Les shôguns renforcent leur emprise sur les milices de samouraïs

.            Pour survivre dans une époque de conflits incessants, les bandes de bushi, dites bushidan, comprenant donc aussi bien les chefs daimyôs et les samouraïs que les fantassins et la valetaille, en viennent à former des coalitions de plus en plus vastes.

Le shogun garde pour sa famille le contrôle direct d’une partie du territoire du pays, mais garantit à ses feudataires, les daimyô, en échange de leur loyauté, des territoires (les fiefs ou domaines) qu’ils administrent librement. Ces derniers gardent une partie des territoires qui leur sont attribués pour eux-mêmes, et divisent le reste de leur territoire pour en garantir des parties (sous-fiefs) à leurs propres vassaux.

Le schéma peut se reproduire : tout en bas de la « hiérarchie » des vassaux (les samouraïs) ont de tout petits fiefs exploités par quelques familles de paysans. Tous ces guerriers sont liés à leur maître par des liens de fidélité personnels.

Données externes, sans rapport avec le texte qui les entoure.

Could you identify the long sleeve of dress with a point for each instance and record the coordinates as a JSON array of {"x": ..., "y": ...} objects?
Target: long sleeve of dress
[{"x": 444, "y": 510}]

Aux différents niveaux, ils sont responsables des terres qui leur sont concédées, ils les administrent, y font la justice, en vivent et ne fournissent pas d’impôts au niveau supérieur - seulement des travaux de corvées, des aides ponctuelles – tout cela en échange de la promesse d’un soutien militaire quand besoin est.

Sous ces structures évoluant au fil des différents bakufu (gouvernements militaires), la conduite des samouraïs va se modifier de manière extraordinaire. On doit surtout faire une distinction entre les périodes de guerres quasiment incessantes (les deux premiers gouvernements militaires incapables de maintenir paix et stabilité pendant bien longtemps) et celle, le troisième gouvernement, où les guerriers n’ont plus de guerre à livrer, mais où, paradoxalement se constitue dans les discours (traités, romans, pièces de théâtre, ...) la légende des samouraïs qui nous est familière.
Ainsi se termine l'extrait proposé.